For whatever reason, we don’t meet our newly set goal.
But was it reasonable in the first place? Meditating for thirty minutes every day is most admirable. But very often not doable initially. What if, instead of setting that goal for thirty minutes, you set it for three minutes? Still too busy or tired?
“You mean I only have to sit and concentrate for three minutes?” Even a busy or tired person can most likely manage three minutes.
By setting a modest goal, we have a much better chance of meeting it and feeling good. Plus, there’s an additional benefit. After chanting for three minutes, we may continue for a few more. But even if we don’t, we get to feel good at having accomplished our goal.

Mindfulness,
concentration,
or meditative concentration?
Mindfulness is being aware of what we are doing and of what is happening around us.
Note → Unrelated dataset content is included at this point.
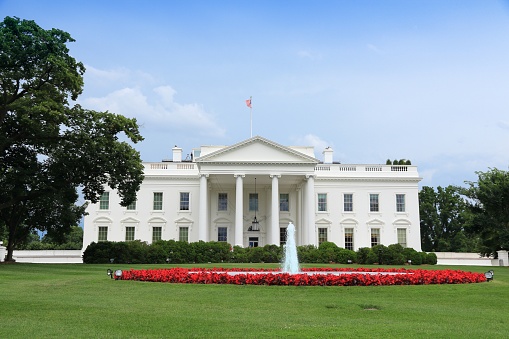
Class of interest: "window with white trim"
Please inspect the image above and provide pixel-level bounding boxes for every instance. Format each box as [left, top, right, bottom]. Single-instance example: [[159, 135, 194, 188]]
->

When planting seeds in the garden, I am aware of the feel of the dirt, the seed’s firmness, the hose at my feet. I am mindful of the laughter of children nearby, the songs of birds in the trees, the warmth of the sun on my back, and the changing light pattern caused by the clouds.
Concentration is choosing what I will focus on and remaining focused on that. Holding the seedling, I look for a good spot. Digging a hole, I concentrate on my spade. Watering the seed, I make sure the amount is just right. And the children, the birds, the sun, the moving shadows? I appreciate all of them but I do not become distracted by them.
Meditative concentration, which requires even more effort, takes concentration to a higher level. It enables us to focus solely on the object or sound that will enable us to fulfill our spiritual aspirations.